Sept-Îles : 20 km à pied chaque jour, pour aller travailler
Michel Somin a marché la route entre l’aéroport et chez lui des dizaines de fois. Parfois, des gens lui proposent de le raccompagner.
Un Ukrainien de 67 ans installé à Sept-Îles depuis moins d’un mois marche dix kilomètres, matin et soir, pour se rendre et revenir de son travail à l’aéroport.
Michel Somin, rencontré sur le bord de la 138 un soir d’orage, avoue qu’il ne peut simplement pas se permettre de se rendre au travail en taxi. Deux de ses amis ukrainiens l’ont suivi dans son épopée au Canada et eux prennent le taxi pour aller travailler. Leur facture pour le mois monte à 1200 $. Avec son salaire de concierge, Michel Somin dit qu’il verserait son revenu en entier pour payer le taxi. Il préfère donc se lever plus tôt le matin et revenir plus tard le soir. Quelques fois, des automobilistes lui offrent le voyagement.
L’histoire de Michel en Ukraine
Michel Somin est né en Ukraine et y a élevé ses deux filles. Dans les années de la chute de l’Union soviétique, il a travaillé comme ingénieur à l’usine de moteur d’avion pour un salaire de misère de 20 $ par mois. Lorsque sa première fille a commencé à travailler pour des bateaux de croisières, elle a invité son père à l’accompagner. En voyant le salaire, il a sursauté : l’équivalent de 800 $ canadiens par mois.
Il est donc retourné aux études à temps partiel, pour pouvoir éventuellement exercer son métier d’ingénieur sur des bateaux de croisière. Ainsi, il a été marin sur le grand fleuve qui relie l’Ukraine à la mer Noire. Quand l’entreprise de croisière a été vendue, il a été congédié.
Donc, de 2018 à 2024, il a travaillé en Pologne, peu importe où il y avait de l’emploi. Par exemple, il a travaillé pour un abattoir presque entièrement automatisé. Il devait travailler physiquement 12 h/jour dans des chambres froides pour ce qui représenterait ici 850 $ par mois.
Son arrivée au Québec
M. Somin rêve de vivre ici depuis que des missionnaires évangélistes canadiens sont passés par son village en Ukraine, il y a 30 ans. Ils avaient raconté la vie des habitants du Canada et ça l’avait charmé. En apprenant que le Canada était accueillant ces temps-ci pour les Ukrainiens, Michel Somin a cherché à obtenir un visa de travail. Il a dépensé toutes ses économies pour un billet vers Montréal.

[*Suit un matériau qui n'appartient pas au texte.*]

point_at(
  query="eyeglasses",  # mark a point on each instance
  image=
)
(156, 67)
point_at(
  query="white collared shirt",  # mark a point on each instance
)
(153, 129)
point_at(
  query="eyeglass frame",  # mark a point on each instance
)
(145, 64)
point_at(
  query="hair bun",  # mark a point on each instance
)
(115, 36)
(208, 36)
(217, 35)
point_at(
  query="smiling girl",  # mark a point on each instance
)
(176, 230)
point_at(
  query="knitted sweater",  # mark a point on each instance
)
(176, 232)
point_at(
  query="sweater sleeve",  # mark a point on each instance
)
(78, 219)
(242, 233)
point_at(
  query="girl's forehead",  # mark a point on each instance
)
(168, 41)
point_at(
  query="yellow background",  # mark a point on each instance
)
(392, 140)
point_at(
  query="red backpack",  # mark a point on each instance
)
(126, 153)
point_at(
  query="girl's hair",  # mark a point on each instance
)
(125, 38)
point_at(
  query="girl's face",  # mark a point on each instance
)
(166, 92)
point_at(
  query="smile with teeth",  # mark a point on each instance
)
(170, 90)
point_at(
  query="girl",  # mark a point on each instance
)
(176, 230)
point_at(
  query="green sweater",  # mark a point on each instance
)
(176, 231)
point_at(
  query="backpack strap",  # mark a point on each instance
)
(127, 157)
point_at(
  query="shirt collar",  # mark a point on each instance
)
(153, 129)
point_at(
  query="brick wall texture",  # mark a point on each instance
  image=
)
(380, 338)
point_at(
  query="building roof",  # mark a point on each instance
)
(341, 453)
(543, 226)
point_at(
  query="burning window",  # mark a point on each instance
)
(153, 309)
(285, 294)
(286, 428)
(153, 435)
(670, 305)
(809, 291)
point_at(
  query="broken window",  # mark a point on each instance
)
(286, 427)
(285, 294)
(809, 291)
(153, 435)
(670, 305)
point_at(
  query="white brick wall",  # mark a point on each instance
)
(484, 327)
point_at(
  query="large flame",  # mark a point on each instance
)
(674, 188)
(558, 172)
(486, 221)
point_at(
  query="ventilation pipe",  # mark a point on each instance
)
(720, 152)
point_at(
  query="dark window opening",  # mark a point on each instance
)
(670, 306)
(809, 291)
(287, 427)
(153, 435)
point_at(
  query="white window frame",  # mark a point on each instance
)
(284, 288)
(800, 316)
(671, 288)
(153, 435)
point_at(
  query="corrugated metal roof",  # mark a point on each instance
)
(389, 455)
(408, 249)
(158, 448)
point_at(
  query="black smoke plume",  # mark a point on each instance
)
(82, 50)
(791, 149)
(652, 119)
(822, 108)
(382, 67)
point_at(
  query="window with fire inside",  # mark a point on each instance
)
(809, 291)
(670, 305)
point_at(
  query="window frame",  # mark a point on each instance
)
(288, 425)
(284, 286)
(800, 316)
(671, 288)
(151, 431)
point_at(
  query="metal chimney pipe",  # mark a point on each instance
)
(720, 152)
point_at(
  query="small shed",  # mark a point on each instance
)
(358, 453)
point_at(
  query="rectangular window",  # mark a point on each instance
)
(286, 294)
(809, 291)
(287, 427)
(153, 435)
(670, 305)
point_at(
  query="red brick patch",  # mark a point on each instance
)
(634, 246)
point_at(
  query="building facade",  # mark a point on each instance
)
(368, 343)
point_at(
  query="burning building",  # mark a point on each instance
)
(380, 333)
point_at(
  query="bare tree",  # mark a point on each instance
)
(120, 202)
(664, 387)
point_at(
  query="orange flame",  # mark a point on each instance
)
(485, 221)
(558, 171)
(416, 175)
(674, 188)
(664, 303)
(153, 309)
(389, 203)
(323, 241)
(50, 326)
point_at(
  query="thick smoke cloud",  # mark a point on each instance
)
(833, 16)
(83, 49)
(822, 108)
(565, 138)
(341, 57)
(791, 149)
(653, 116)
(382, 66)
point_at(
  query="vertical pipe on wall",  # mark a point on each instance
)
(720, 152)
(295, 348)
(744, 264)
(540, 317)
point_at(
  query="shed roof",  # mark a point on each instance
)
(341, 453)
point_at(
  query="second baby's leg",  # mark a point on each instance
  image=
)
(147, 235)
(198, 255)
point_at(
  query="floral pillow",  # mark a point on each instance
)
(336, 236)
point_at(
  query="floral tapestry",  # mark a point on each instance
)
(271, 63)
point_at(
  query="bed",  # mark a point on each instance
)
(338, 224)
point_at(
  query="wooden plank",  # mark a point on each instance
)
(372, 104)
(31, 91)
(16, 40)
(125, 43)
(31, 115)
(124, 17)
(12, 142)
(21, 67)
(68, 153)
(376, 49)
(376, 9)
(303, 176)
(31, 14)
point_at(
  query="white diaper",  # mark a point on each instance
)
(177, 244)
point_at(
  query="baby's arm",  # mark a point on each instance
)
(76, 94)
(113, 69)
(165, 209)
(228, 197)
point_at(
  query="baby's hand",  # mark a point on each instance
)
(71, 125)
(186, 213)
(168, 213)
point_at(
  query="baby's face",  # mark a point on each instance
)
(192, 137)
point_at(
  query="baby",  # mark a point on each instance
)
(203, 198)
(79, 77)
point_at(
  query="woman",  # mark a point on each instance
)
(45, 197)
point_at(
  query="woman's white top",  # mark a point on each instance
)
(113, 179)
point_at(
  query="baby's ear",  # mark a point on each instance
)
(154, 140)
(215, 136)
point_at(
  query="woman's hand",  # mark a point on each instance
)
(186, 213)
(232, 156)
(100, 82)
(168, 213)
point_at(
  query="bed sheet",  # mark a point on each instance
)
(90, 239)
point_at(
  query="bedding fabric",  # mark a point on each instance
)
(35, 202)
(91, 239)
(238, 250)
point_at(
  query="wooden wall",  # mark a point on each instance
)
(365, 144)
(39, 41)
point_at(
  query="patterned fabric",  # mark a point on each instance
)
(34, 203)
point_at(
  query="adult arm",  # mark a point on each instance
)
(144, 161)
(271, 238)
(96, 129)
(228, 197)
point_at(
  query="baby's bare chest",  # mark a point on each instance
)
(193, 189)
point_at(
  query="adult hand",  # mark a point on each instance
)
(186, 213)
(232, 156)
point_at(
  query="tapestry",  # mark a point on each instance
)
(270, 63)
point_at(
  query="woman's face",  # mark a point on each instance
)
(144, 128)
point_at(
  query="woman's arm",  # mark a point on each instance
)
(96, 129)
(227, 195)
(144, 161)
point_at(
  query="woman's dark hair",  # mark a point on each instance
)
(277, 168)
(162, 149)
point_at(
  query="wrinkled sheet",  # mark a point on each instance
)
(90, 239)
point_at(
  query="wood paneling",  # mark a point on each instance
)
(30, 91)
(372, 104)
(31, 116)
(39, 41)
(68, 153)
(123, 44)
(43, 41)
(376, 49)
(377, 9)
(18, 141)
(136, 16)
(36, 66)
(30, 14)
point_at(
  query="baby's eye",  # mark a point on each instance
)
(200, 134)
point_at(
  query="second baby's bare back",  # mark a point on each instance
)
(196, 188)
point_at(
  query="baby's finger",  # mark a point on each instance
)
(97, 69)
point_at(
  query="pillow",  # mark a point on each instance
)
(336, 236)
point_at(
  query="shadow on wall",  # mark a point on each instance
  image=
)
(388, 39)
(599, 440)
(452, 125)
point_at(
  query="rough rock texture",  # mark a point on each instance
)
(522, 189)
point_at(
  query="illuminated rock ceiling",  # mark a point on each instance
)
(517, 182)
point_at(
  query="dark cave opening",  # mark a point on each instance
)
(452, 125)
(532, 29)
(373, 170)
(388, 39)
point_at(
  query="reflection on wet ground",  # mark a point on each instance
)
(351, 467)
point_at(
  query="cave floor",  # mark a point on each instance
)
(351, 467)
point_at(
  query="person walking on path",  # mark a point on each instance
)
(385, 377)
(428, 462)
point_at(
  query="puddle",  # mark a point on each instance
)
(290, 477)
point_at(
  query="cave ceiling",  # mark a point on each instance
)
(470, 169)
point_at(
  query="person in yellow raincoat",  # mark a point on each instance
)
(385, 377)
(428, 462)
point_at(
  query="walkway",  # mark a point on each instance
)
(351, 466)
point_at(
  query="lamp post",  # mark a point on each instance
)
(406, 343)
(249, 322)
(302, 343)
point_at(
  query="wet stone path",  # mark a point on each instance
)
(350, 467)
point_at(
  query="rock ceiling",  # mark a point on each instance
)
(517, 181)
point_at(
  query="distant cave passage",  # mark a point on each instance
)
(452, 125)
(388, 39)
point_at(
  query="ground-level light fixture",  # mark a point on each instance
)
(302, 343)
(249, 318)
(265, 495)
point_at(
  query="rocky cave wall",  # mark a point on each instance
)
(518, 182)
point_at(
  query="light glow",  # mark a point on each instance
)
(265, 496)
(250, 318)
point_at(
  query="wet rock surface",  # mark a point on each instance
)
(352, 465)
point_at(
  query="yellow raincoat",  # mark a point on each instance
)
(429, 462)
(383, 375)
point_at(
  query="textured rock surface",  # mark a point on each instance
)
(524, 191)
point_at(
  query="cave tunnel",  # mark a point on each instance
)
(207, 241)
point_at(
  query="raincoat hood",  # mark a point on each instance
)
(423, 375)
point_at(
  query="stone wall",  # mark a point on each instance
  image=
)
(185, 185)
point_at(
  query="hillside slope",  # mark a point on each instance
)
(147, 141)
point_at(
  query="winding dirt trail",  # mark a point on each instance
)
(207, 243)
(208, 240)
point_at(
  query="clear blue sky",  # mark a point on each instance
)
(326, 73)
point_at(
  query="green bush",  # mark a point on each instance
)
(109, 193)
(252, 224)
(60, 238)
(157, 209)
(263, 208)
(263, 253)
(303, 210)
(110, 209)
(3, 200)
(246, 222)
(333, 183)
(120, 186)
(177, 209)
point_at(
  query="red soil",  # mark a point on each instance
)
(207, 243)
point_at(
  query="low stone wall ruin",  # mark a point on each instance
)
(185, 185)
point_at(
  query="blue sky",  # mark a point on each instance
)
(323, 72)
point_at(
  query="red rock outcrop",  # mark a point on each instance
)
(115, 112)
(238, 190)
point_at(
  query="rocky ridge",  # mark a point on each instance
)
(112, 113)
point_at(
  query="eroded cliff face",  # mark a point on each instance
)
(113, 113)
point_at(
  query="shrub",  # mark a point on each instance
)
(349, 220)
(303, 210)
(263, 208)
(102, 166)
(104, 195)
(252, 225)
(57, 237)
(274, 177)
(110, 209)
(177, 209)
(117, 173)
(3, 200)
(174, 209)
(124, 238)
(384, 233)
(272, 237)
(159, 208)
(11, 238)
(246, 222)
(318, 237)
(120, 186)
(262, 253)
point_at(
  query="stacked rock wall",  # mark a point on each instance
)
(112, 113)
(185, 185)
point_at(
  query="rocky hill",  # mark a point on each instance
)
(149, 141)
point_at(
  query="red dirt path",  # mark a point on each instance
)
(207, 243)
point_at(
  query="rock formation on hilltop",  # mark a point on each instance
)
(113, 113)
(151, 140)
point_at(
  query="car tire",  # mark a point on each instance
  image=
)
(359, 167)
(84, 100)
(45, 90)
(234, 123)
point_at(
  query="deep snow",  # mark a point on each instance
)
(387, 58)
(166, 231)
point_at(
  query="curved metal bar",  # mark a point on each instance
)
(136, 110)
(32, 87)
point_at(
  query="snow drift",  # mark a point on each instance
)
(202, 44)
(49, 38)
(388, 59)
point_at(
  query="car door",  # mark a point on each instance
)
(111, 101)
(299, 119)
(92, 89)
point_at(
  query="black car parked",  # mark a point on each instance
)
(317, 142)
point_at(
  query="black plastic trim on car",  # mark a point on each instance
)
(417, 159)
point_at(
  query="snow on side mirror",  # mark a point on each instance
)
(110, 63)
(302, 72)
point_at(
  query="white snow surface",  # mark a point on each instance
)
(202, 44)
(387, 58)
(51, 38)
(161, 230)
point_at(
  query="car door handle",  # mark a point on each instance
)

Après avoir passé la sécurité à l’aéroport Pierre-Elliot-Trudeau, il a demandé de l’aide. Un organisme de soutien aux immigrants ukrainiens l’a assisté, pendant les premiers jours. Il lui a offert une chambre d’hôtel, et éventuellement, un emploi à Sept-Îles.
Bien que son nom sonne québécois, le vrai nom de l’Ukrainien est Mykhailo. C’est Alpha Lira, l’organisme d’accueil des immigrants de Sept-Îles, qui lui a proposé de traduire son nom. L’organisme communautaire l’a aussi aidé à trouver un logement et lui a offert de l’aide alimentaire.
Michel Somin dit s’installer un pas à la fois. Récemment, un de ses collègues a parlé de la situation à son employeur. Ce dernier s’est empressé de lui offrir des billets de taxi-bus.
M. Somin aimerait apprendre le français, peut-être dès cet été. Une fois à l’aise avec la langue, il pourra postuler pour un emploi en aéronautique.
Alpha Lira fait de son mieux
Fanja Rajery, la directrice générale d’Alpha Lira, se souvient de l’arrivée de l’Ukrainien. Il a été accompagné au mieux des capacités de l’organisation. Elle n’a pas de traducteur, mais elle a servi d’interprète avec son employeur. Elle a aussi réussi à lui trouver un logement. C’est d’ailleurs souvent le besoin des nouveaux arrivants.
« Les besoins pour les immigrants sont généralement les mêmes, le logement et la garderie », énumère Mme Rajery. « Puis, le transport peut être un défi ».
Selon elle, un employeur qui offre un permis de travail fermé a une responsabilité dans la mise en place de bonnes conditions de vie pour le travailleur étranger qu’il accueille.
Toutefois, un immigrant qui arrive au Canada avec un permis de travail ouvert doit s’organiser seul. C’est là qu’un organisme comme Alpha Lira peut aider. Par exemple, lorsque les immigrants arrivent à Sept-Îles, « ils ne savent pas comment accéder aux informations, à leurs droits, on est là pour les aider par rapport à ça », indique la directrice de l’organisme.